The decision in Babu v. Davambai6, held as follows: " An acknowledgment of a debt, due by the firm, made by a surviving partner after the firm is dissolved by the death of a partner, is binding on the heirs of the deceased partner, where it is not proved that the creditor had notice of such a dissolution." That decision dealt with the provisions of sections 261 and 264 of the Indian Contract Act which subsisted before the Indian Partnership Act. Section 264 of the Contract Act corresponding to section 45 of the Partnership Act, did not contain the Proviso now found in section 45 of the Partnership Act. It cannot therefore be treated as an authority for deciding a case governed by the present Partnership Act. Following Rajagopala Pillai v. Krishnaswami Chetti1, we are of opinion that defendants 11 to 14 are not bound by the acknowledgment made by Khader Masthan.

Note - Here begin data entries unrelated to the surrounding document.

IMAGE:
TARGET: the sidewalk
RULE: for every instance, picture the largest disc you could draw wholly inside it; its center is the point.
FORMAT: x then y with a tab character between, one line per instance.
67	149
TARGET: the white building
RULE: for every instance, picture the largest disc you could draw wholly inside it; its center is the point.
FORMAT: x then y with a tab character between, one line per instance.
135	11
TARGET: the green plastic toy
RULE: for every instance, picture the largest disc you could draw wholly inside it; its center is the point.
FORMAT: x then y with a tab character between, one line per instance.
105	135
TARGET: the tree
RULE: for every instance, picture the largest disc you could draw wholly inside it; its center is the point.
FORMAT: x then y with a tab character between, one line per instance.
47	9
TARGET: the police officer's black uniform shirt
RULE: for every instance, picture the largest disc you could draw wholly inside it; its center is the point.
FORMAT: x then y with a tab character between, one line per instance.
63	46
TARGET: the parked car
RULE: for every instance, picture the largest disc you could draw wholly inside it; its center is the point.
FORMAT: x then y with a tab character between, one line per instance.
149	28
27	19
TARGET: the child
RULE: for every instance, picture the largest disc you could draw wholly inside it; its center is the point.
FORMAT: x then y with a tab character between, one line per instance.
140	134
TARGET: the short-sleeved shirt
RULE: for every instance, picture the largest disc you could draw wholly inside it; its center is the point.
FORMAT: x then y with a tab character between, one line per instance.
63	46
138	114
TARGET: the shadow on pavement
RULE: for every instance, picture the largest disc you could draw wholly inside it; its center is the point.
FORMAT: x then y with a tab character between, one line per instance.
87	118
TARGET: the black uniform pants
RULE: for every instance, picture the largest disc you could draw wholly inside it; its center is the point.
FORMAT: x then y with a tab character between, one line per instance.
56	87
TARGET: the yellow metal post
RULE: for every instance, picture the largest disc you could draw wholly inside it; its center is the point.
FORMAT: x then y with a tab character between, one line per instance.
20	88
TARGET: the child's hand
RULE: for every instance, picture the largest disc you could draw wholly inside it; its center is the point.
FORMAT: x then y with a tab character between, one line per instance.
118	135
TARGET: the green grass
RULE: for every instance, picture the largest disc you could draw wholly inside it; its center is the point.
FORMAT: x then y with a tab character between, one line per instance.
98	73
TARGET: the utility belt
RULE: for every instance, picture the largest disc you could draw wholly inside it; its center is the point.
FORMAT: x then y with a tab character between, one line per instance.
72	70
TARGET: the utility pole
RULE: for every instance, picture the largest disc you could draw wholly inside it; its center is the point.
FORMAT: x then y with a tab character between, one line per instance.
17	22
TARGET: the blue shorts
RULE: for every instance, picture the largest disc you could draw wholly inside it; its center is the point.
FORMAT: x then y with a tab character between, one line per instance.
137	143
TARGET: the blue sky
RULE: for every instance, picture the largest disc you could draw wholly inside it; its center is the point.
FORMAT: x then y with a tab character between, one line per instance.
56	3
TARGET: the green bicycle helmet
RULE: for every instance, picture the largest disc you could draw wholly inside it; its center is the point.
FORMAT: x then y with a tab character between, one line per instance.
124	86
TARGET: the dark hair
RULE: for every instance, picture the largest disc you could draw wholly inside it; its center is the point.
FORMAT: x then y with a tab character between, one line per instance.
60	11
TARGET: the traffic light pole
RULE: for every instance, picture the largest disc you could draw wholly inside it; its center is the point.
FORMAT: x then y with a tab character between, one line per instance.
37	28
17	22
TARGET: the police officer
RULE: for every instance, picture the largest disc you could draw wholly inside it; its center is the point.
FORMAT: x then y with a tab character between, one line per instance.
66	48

We therefore hold that the suit is barred by limitation as against defendants 11 to 14. the appellants before us. In the result the judgment and decree of the learned Judge will stand modified by the suit being directed to be dismissed in so far as defendants 11 to 14 are concerned. There will be no order for costs in favour of defendants 11 to 14 against the plaintiffs either here or in the suit. The appellants will pay the Court-fee due to the Government. R.M. --------------------- Decree modified.